Mais alors ? Deux bureaux d'études sont revenus sur le cas Atos ce matin, et tous deux sont vendeurs du titre. Il s'agit d'abord de Morgan Stanley qui, toujours négatif ('sous-pondérer') sur la valeur, a abaissé son objectif de 117 à 110 euros. La note évoque 'un premier semestre mitigé' : certes, les comptes publiés étaient globalement en ligne et la direction a confirmé les prévisions. C'est surtout l'acquisition de Syntel, opération à 3,4 milliards (alors qu'Atos capitalise 11 milliards d'euros environ), qui est mal passée. 'Cette acquisition diffère de la stratégie antérieure d'Atos', relève Morgan Stanley, le groupe ayant pour habitude de racheter des cibles relativement peu valorisées nécessitant d'importantes restructurations. L'accent était donc mis davantage sur les synergies de coûts que celles de revenus, et Atos avait prouvé son savoir-faire en la matière.
Or le cas Syntel change la donne en renforçant l'exposition d'Atos à un marché plus vaste, mais aussi plus concurrentiel : l'Amérique du Nord. Le tout avec une plus forte présence offshore. En outre, Atos paiera la cible suivant un ratio de 19 fois la valeur d'entreprise / résultat d'exploitation, et un PER de 21 fois. Alors que son propre PER est de l'ordre de 13 fois. Enfin, ce faisant, Atos épuise ses munitions de M&A et encourt un risque d'intégration, indique une note.
Mais c'est Credit suisse qui est le plus virulent. Déjà peu enthousiaste sur le titre sur lequel son précédent conseil était neutre, le bureau d'études est passé à la vente ('sous-performance') ce matin en émettant des doutes comptables. L'objectif de cours est réduit d'environ 32% et revient de 117 à 80 euros.
Les spécialistes mettent l'accent non pas sur la croissance ni sur Syntel, mais sur la comptabilisation de sa trésorerie par Atos. Dernièrement, relèvent-ils, le cash flow s'est accru, une bonne chose dans l'absolu. Mais Credit suisse estime qu'environ 30% de l'amélioration du cash flow libre constatée ces dernières années provient 'd''arrangements financiers'' (selon l'expression utilisée à de nombreuses reprises dans la note de recherche) plutôt que de raisons fondamentales. Credit suisse intègre sa 'découverte' dans ses calculs et abaisse en conséquence son objectif.
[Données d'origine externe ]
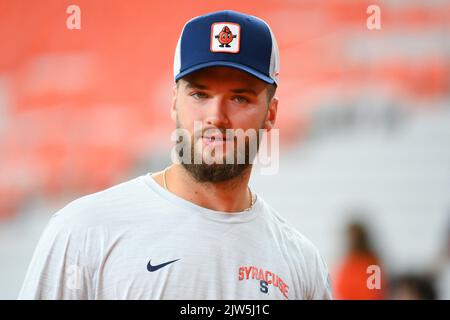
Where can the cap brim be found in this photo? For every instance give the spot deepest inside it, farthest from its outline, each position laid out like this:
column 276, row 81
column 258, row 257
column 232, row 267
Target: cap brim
column 235, row 65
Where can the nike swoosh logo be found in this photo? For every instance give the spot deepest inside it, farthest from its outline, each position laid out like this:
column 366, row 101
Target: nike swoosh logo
column 159, row 266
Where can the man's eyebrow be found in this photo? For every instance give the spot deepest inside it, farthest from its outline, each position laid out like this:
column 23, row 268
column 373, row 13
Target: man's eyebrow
column 193, row 85
column 245, row 90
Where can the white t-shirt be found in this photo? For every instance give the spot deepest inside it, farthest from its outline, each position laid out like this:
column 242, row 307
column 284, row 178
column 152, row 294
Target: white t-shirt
column 136, row 240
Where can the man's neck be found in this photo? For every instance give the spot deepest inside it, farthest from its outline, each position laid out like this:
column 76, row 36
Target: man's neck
column 228, row 196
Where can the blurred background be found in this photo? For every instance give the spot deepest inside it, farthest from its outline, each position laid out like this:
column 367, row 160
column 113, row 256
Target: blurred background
column 364, row 121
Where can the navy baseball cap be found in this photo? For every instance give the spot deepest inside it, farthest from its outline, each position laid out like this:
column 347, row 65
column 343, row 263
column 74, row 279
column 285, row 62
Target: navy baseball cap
column 228, row 39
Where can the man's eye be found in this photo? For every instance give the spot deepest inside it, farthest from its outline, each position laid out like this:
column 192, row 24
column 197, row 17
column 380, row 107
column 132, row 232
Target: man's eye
column 199, row 95
column 240, row 99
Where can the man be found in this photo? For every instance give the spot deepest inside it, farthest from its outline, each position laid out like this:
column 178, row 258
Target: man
column 194, row 230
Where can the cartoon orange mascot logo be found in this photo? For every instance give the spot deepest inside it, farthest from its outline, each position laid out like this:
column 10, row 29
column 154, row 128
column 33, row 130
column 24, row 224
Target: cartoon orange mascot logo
column 225, row 37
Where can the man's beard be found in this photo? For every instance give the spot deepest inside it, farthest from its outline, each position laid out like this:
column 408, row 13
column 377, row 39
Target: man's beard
column 217, row 172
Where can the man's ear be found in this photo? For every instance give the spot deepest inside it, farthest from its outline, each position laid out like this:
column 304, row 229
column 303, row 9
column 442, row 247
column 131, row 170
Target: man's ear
column 271, row 114
column 173, row 108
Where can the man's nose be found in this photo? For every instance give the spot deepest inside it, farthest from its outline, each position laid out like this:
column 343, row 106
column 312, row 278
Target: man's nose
column 217, row 113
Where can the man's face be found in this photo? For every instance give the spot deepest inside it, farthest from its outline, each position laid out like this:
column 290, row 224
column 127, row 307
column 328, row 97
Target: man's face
column 221, row 99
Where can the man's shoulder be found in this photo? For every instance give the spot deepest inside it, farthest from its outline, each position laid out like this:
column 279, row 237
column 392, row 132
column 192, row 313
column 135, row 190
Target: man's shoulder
column 287, row 233
column 99, row 207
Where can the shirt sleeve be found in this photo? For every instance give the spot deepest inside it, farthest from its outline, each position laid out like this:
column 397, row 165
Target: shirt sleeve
column 58, row 268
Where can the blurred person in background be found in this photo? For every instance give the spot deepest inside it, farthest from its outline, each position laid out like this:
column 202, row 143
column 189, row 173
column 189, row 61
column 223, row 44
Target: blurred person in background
column 440, row 270
column 412, row 286
column 350, row 281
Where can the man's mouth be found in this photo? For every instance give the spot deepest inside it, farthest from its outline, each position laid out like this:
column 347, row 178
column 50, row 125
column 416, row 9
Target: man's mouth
column 215, row 139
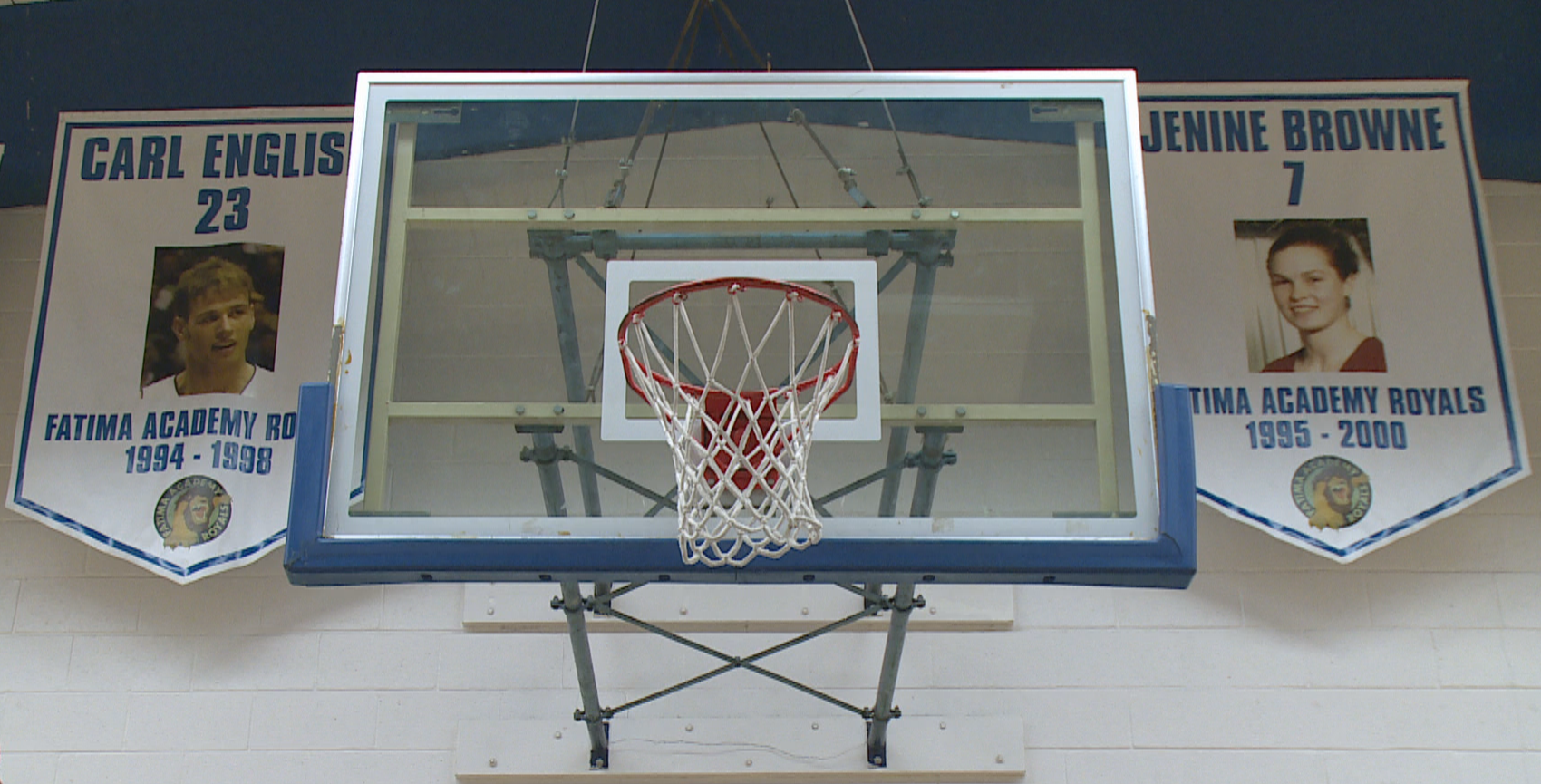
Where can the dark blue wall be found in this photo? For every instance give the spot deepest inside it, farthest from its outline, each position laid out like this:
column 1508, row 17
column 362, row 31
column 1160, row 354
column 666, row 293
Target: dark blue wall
column 139, row 54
Comme une invite à Atos, Credit suisse écrit aussi que son objectif pourrait être remis en cause si la direction parvenait à rassurer. 'Le seul éclaircissement que nous ayons obtenu (d'Atos) est que ces arrangements financiers constituent 'simplement des modalités de paiement habituelles' avec les clients. Mais nous ne sommes pas sûrs de comprendre pourquoi ces schémas habituels doivent être publiés avec les comptes annuels', indique la note. A suivre ?
La mise en cause de la sincérité des comptes fait partie des 'crimes boursiers' les plus graves dans la mesure où ces documents, établis suivant des procédures aussi rigoureuses qu'ils sont dûment certifiés, constituent la 'Bible' pour la valorisation d'une entreprise cotée. On pourrait présenter Steinhoff, le distributeur allemand dont les comptes ont, des années durant, masqué la réalité avant l'implosion finale, comme l'archétype récent de cette 'sensibilité comptable'.
Même si le cas d'Atos n'a, pour l'heure, absolument rien à voir. Et que la torpeur estivale peut également expliquer la vigueur de la réaction du marché.
Prochain événement inscrit sur l'agenda du groupe : les ventes du 3e trimestre, le 23 octobre.